Verderop in het interview vertelt Adri Lugt over een voorval in hetzelfde huis, dat samenhangt met de honger die de winter van 1944/1945 Noord-Nederland teisterde.
Een beetje tegengif
“In de oorlog at je alles wat je maar krijgen kon, ik heb zelfs wel ’s een keer een kater gegeten. Er zat in de tuin op de Herengracht een grote mannetjes kat, die het elke keer weer lukte om naar binnen te glippen. Op een goed moment had Joop, die vrouwelijke arts, uit de Achterhoek eten gehaald, onder andere een pakje boter en dat heeft ze in de keuken laten liggen. Nou die kater had net zoveel honger als wij, die heeft dat hele pakje boter opgegeten. ’s Morgens kom ik daar aan en wie ligt er in de gang helemaal uitgestrekt en stijf, die kater. Ik zeg, Jezus wie heeft die kat doodgeslagen. Nou, ik heb in geen jaren zo gelachen als toen, dat klinkt misschien zot hoor maar het was echt wel goed dat je dat had, een beetje tegengif.
Joop, de arts, zou en moest hem opeten. Nou, jij bent de arts, vil ‘m maar, nee dat kon ze niet. Een van de onderduikers is met de kat in papier gestoken, je zag alleen het staartje eruit steken, geen gezicht, naar de slager in de Runstraat getogen. Het duurde lang voordat ie terugkwam, wij dachten al, oh god, die is opgepakt, maar wat bleek, hij was er bij alle slagers uit gedonderd. Toen heeft Joop een bevriende chirurg gebeld en ben ik er met de kat onder de snelbinders heen gefietst. De volgende dag haalde ik een beetje kleverig zakje op, maar goed. We hebben de kat in raapolie en wat ui gebakken.
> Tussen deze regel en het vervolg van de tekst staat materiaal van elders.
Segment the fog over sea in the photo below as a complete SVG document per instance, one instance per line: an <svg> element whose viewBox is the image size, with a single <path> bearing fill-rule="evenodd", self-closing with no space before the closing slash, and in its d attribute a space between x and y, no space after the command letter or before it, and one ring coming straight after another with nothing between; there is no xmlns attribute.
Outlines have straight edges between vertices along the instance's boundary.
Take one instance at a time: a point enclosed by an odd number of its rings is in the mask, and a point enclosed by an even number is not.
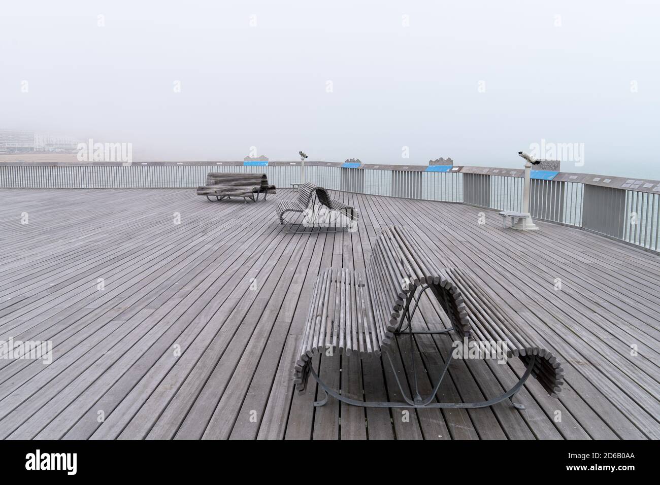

Eefje vond het heerlijk, maar man Joop moest er niets van hebben, de rest wel, het smaakte gewoon naar konijn, hè.
Zo heeft Adri Lugt het leven van mijn vader en moeder en van mij gered. Ze wist rustig te blijven en ze heeft die drie Duitse soldaten afgeleid. Ik ben haar heel erg dankbaar en betreur het dat ik haar niet meer kan bedanken.